Lithuanian Healthcare Ministry asks for additional funding to deal with Ebola

Ministry of Healthcare
DELFI / Tomas Vinickas

“Since the Ebola virus has already arrived in EU countries, we must take additional security measures,” Health Minister Rimantė Šalaševičiūtė told journalists on Tuesday.

In her words, additional funds would be spent on special protection for medical staff who would have to take care of Ebola patients. The sum asked does not include a special transportation unit for Ebola patients as its price is not known yet. The minister said there was a possibility that Lithuania would have to buy such a unit.

Šalaševičiūtė said the existing means of protection that medical staff have in Lithuania are not sufficient.

Asked whether there is any information about Lithuanian nationals who might be in the areas hit by Ebola and might return to Lithuania, the minister said 7-8 Lithuanian citizens are now working as lumberjacks in Africa. Upon their return, they will be met and special security measures would be taken, the minister said.

“It’s fairly impossible to control individual tourists as they leave for one country and might end up another,” Šalaševičiūtė said.

Ebola patients would be treated only in Vilnius

Ebola patients would be treated only in Vilnius if such cases are identified in Lithuania, and a whole unit at the Hospital of Infectious Diseases and Tuberculosis in Vilnius would have to be evacuated, representatives of the Ministry of Health and doctors told journalists after a sitting of the ministry’s Commission for Extreme Situations on Tuesday.

Health Vice-Minister Erikas Mačiūnas said planes with suspected Ebola cases would have to be directed to Vilnius Airport which is ready to isolate such patients and, if needed, the entire plane. From there, patients would be taken to the Hospital of Infectious Diseases and Tuberculosis in Vilnius which has one special room with a separate entry bypassing the main ER room.
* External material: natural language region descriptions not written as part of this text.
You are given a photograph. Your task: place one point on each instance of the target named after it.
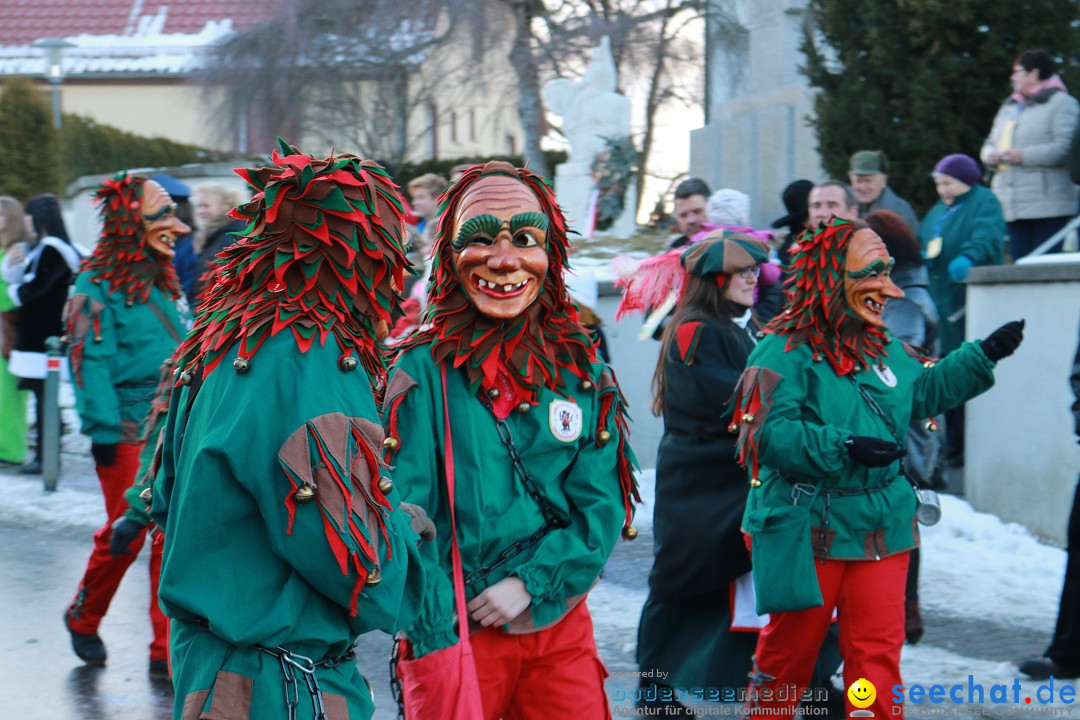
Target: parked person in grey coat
(1027, 150)
(868, 172)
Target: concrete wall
(757, 139)
(1022, 456)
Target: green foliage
(921, 79)
(406, 172)
(91, 148)
(612, 171)
(29, 146)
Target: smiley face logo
(862, 693)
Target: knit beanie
(961, 167)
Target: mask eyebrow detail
(873, 269)
(165, 211)
(481, 225)
(532, 219)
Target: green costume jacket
(117, 351)
(974, 227)
(245, 564)
(862, 513)
(571, 467)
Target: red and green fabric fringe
(818, 312)
(321, 257)
(122, 256)
(527, 351)
(335, 456)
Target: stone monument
(593, 112)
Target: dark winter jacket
(41, 291)
(890, 201)
(1039, 186)
(701, 490)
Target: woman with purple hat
(966, 228)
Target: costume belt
(293, 663)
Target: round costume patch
(886, 375)
(564, 418)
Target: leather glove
(873, 451)
(124, 531)
(105, 453)
(420, 522)
(1003, 341)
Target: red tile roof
(24, 22)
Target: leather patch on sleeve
(232, 697)
(193, 705)
(687, 337)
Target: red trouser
(868, 597)
(104, 572)
(551, 674)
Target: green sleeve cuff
(426, 642)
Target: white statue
(592, 111)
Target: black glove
(124, 531)
(1003, 341)
(873, 451)
(105, 454)
(420, 522)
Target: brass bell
(304, 493)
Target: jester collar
(134, 253)
(497, 304)
(321, 257)
(832, 269)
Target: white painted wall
(1021, 452)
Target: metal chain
(554, 517)
(291, 662)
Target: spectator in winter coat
(1027, 150)
(38, 284)
(963, 229)
(869, 180)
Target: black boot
(86, 646)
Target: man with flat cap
(868, 172)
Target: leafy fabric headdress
(321, 257)
(818, 312)
(521, 355)
(122, 256)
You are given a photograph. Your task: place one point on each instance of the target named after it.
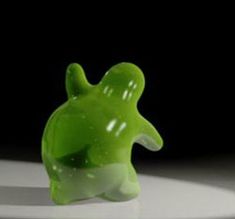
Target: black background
(183, 59)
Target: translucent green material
(87, 142)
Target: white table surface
(24, 194)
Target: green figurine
(87, 142)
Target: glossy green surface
(87, 142)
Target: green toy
(87, 142)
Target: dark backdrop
(185, 84)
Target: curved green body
(87, 142)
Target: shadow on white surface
(16, 195)
(24, 194)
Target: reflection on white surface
(24, 194)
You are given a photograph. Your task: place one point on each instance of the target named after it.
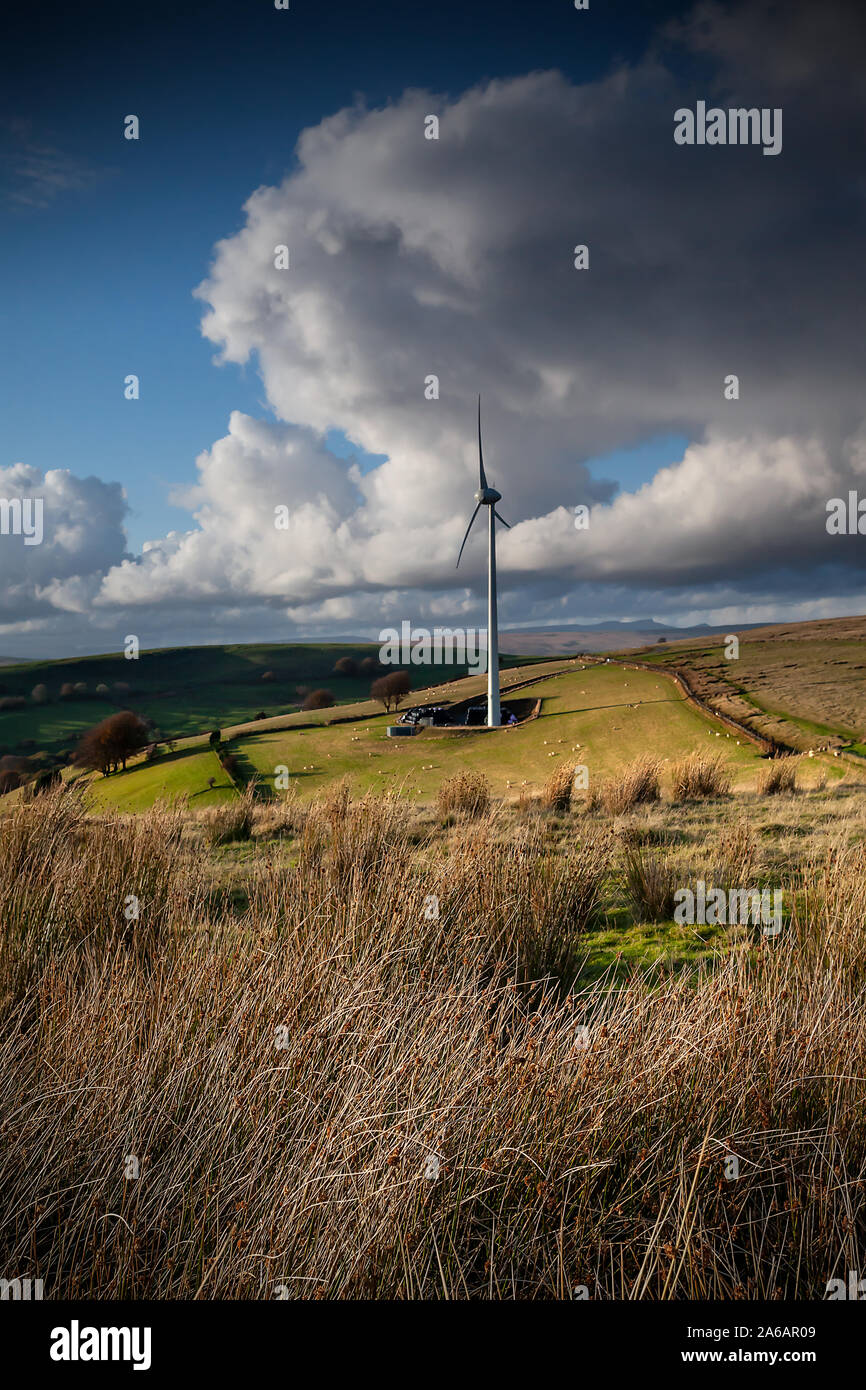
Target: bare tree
(391, 690)
(110, 744)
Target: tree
(319, 699)
(110, 744)
(391, 688)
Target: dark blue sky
(413, 257)
(97, 278)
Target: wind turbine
(487, 496)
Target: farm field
(802, 684)
(185, 691)
(601, 716)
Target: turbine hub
(488, 496)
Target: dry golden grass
(638, 786)
(779, 776)
(698, 776)
(556, 791)
(380, 1079)
(464, 794)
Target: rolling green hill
(602, 716)
(185, 690)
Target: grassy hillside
(184, 690)
(602, 716)
(801, 684)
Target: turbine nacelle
(488, 496)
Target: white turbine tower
(488, 498)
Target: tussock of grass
(638, 786)
(698, 776)
(779, 776)
(651, 883)
(466, 794)
(556, 791)
(232, 820)
(288, 1077)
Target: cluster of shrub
(68, 691)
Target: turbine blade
(480, 455)
(466, 537)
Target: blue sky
(223, 93)
(452, 257)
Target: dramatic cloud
(455, 257)
(75, 534)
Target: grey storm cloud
(455, 257)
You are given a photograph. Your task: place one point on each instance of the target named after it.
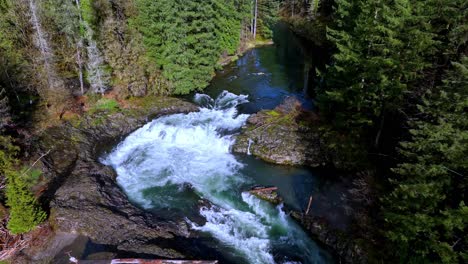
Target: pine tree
(381, 48)
(426, 214)
(25, 212)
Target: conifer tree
(381, 48)
(426, 214)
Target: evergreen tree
(381, 48)
(25, 212)
(186, 38)
(426, 214)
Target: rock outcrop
(285, 135)
(83, 194)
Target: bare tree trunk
(255, 19)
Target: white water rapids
(194, 149)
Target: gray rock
(83, 194)
(285, 135)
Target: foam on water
(194, 149)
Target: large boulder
(83, 194)
(286, 135)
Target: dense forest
(393, 97)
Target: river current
(175, 161)
(181, 166)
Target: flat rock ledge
(287, 135)
(83, 194)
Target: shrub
(25, 212)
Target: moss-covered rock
(83, 194)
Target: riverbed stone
(286, 135)
(83, 194)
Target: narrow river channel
(182, 165)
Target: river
(182, 165)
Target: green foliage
(426, 214)
(186, 38)
(105, 104)
(87, 11)
(267, 17)
(25, 212)
(381, 47)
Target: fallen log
(268, 189)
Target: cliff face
(286, 135)
(83, 194)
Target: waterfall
(40, 40)
(194, 150)
(96, 75)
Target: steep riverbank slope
(83, 195)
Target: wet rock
(286, 135)
(342, 243)
(268, 194)
(83, 194)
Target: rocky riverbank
(83, 194)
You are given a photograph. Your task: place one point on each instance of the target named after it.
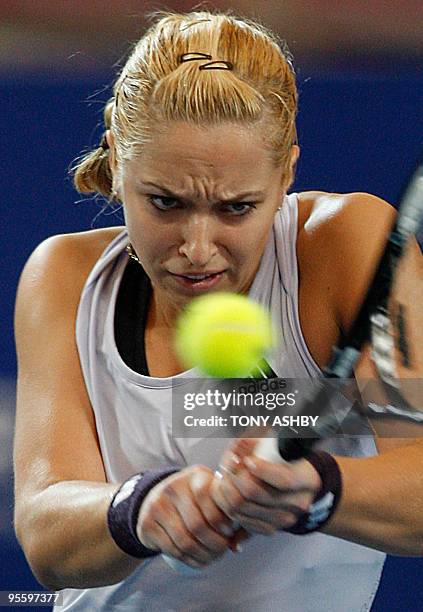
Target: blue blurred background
(360, 129)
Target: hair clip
(217, 65)
(192, 56)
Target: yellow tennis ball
(224, 334)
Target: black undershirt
(131, 317)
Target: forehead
(212, 152)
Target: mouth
(200, 281)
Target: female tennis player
(200, 149)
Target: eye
(162, 202)
(239, 209)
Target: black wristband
(124, 508)
(327, 498)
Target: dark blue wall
(358, 132)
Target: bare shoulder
(55, 426)
(340, 240)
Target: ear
(295, 153)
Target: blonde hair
(255, 82)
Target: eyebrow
(237, 198)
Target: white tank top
(283, 572)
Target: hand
(263, 497)
(179, 518)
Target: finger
(227, 497)
(287, 477)
(251, 488)
(201, 487)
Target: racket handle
(280, 450)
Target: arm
(60, 487)
(62, 496)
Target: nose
(198, 240)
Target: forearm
(381, 501)
(64, 534)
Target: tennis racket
(391, 320)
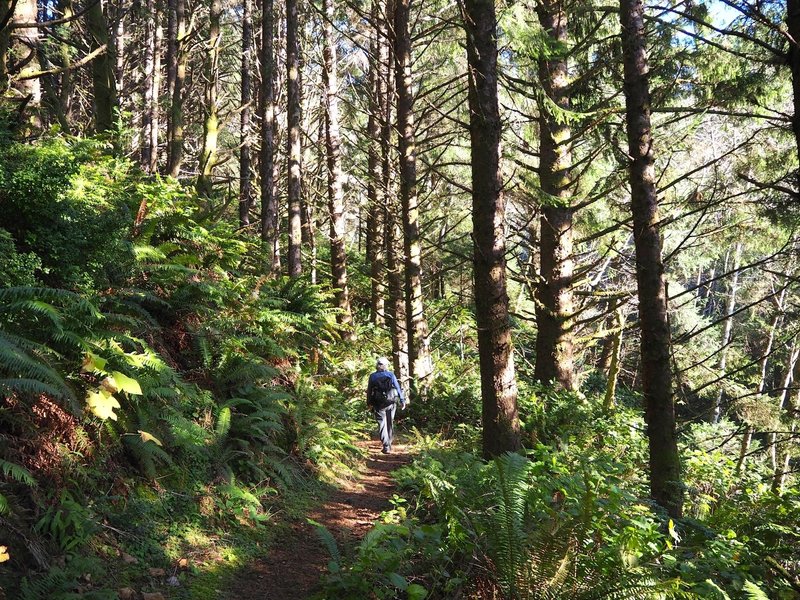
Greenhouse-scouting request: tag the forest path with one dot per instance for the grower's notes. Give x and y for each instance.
(296, 561)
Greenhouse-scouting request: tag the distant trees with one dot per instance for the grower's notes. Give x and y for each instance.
(357, 130)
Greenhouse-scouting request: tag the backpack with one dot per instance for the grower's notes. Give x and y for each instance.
(383, 393)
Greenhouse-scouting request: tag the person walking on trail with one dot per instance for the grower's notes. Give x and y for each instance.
(383, 395)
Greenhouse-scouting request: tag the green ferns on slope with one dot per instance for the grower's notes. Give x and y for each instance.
(148, 348)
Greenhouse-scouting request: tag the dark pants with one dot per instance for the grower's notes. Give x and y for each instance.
(385, 419)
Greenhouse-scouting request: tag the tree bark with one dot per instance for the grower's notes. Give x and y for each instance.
(175, 158)
(335, 192)
(498, 381)
(208, 156)
(119, 49)
(245, 160)
(665, 471)
(269, 205)
(395, 302)
(747, 438)
(294, 147)
(103, 77)
(793, 26)
(417, 326)
(149, 158)
(727, 328)
(5, 42)
(615, 364)
(24, 44)
(554, 306)
(376, 195)
(782, 469)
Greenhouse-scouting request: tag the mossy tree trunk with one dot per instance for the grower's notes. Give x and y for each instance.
(416, 323)
(208, 156)
(498, 381)
(665, 472)
(554, 304)
(294, 146)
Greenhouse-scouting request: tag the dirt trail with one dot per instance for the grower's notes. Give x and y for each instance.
(295, 564)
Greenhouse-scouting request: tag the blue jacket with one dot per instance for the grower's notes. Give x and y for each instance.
(377, 376)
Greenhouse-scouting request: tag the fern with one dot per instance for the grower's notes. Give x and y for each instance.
(508, 528)
(17, 473)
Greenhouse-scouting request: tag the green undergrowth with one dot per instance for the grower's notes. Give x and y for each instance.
(165, 407)
(570, 518)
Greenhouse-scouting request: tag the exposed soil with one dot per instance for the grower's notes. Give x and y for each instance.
(293, 568)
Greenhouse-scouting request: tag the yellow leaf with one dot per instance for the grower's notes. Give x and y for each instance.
(126, 384)
(93, 363)
(102, 404)
(109, 385)
(149, 437)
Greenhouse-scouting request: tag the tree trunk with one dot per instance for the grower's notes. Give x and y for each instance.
(24, 44)
(772, 443)
(554, 293)
(747, 438)
(208, 157)
(793, 26)
(172, 64)
(498, 381)
(245, 160)
(417, 326)
(727, 328)
(119, 48)
(103, 79)
(665, 471)
(175, 159)
(395, 302)
(5, 41)
(335, 192)
(294, 147)
(783, 466)
(615, 363)
(150, 88)
(376, 195)
(269, 205)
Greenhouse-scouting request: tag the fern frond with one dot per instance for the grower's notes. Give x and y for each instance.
(17, 473)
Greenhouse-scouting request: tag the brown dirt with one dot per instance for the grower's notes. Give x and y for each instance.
(296, 562)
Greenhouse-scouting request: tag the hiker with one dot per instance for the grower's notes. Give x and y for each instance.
(383, 394)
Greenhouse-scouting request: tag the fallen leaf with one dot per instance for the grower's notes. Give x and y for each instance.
(102, 404)
(149, 437)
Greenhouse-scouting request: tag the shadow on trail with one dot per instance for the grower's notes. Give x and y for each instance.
(297, 558)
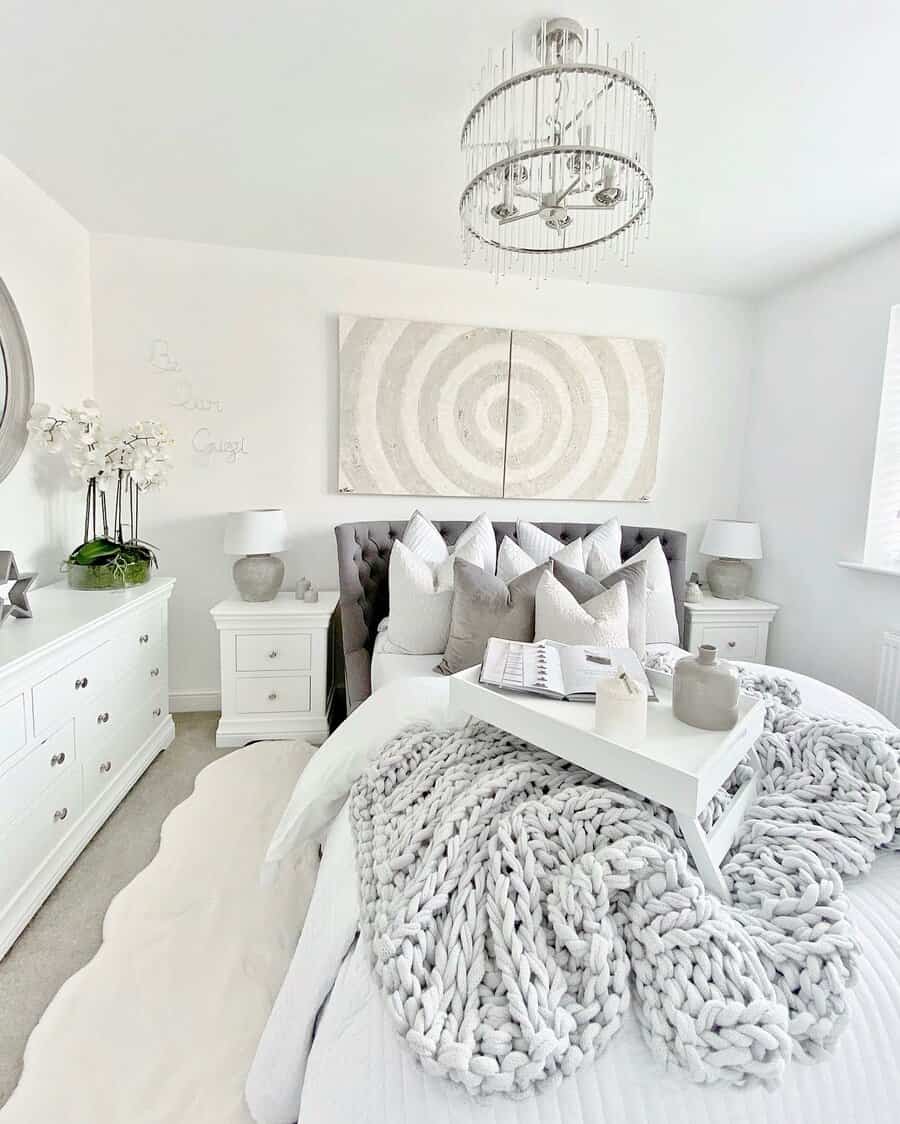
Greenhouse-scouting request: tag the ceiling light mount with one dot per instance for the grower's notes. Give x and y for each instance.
(558, 155)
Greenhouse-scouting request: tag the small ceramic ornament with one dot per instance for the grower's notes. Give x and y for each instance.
(15, 600)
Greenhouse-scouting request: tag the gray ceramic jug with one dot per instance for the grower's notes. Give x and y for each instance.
(705, 690)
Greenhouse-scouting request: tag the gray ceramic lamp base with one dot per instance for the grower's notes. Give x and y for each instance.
(258, 577)
(728, 578)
According to Arvydas Šilys, the hospital’s chief, if at least one such patient is brought in, one hospital unit in a separate building would have to be fully evacuated. It would be done as soon as the patient suspected to have contracted Ebola is brought in and not after the virus is diagnosed.

Ebola has already killed over 4,000 people in Africa and there have been cases recorded in the United States of America, Spain and the Czech Republic.